El problema no es la directora – será Ana Pélaez, una especialista de TVE en programas culturales – sino el sesgo que le dará el Gobierno a la programación en un ente público tomado por el sanchismo, el populismo y el separatismo. Bajo la presidencia de Pedro Sánchez, RTVE ha sido acusada en numerosas ocasiones de haber diluido su función de contrapoder para convertirse en un altavoz amable de La Moncloa.
Informativos con enfoques previsibles, tertulias desequilibradas y una narrativa reiterativa han alimentado la percepción de que la independencia editorial es más un lema que una práctica real. El nuevo canal cultural corre el riesgo de profundizar esa deriva.
La cultura, presentada como espacio neutral y elevado, resulta especialmente eficaz como vehículo de propaganda. Por ejemplo, un cargo tan poco ‘político’ como la dirección del Instituto Cervantes se ha convertido en una herramienta propagandística desaforada al nombra a un activista de extrema izquierda como Luis García Montero, más preocupado en la guerrilla cultural contra la derecha que en gestionar el organismo que preside.

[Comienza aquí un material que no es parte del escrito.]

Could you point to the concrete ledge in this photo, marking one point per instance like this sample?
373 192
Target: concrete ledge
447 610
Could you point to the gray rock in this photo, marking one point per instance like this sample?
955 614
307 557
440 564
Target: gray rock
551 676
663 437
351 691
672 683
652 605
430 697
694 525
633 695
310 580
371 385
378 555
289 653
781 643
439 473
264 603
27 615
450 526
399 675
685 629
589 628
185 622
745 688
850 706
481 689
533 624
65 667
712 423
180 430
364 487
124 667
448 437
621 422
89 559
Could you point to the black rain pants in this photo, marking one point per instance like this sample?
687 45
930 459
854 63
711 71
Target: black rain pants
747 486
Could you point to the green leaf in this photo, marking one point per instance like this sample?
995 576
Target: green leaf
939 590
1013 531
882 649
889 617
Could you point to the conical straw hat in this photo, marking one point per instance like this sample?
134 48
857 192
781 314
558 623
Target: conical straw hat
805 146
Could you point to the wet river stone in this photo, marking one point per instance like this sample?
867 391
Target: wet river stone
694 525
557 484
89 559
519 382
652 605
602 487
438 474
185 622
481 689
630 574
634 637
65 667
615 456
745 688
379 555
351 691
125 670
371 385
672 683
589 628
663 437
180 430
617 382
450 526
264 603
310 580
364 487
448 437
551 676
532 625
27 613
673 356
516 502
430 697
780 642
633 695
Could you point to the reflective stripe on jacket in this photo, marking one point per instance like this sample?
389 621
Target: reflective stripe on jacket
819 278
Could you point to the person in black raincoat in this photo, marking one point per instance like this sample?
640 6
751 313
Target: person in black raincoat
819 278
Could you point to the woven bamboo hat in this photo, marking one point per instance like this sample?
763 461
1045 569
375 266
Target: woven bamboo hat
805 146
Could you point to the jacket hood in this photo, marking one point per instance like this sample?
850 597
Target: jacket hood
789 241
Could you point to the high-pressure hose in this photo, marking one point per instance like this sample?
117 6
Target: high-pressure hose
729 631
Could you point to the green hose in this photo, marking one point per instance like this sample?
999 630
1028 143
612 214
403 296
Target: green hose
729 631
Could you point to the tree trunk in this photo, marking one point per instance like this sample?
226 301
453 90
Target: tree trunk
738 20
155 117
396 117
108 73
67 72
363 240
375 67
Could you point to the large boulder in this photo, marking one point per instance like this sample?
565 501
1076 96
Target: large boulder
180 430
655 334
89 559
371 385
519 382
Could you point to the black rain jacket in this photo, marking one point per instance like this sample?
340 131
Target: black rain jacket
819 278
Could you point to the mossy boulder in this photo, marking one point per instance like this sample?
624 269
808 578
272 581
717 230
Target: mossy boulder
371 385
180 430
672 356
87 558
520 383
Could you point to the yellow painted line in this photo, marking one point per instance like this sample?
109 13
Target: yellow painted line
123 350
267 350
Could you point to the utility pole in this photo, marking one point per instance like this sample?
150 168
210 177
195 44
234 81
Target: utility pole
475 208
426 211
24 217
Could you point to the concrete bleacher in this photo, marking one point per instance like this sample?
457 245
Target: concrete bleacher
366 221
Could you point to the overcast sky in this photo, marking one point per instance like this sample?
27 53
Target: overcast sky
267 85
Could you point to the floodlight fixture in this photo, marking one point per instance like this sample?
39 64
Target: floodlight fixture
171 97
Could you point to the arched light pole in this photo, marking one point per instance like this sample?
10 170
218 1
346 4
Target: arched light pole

Precisamente por eso, un canal cultural controlado por RTVE puede convertirse en una herramienta sutil para blanquear políticas, legitimar discursos oficiales y promover una determinada visión ideológica bajo la apariencia de divulgación artística o académica.
El problema no es que el Estado impulse contenidos culturales, sino quién decide qué cultura se emite, a quién se da voz y qué relatos se priorizan. Si esas decisiones responden a criterios políticos y no pluralistas, el canal no será un espacio de encuentro, sino un escaparate más del proyecto cultural del sanchismo, financiado con dinero público y sin un control real independiente.
Resulta llamativo que, en un momento de crecientes dificultades económicas y de fragmentación social, RTVE destine recursos a un nuevo canal en lugar de reforzar su credibilidad informativa. La apuesta parece menos orientada a cubrir una necesidad ciudadana que a ampliar el ecosistema mediático afín al Gobierno, aprovechando una marca pública que debería pertenecer a todos.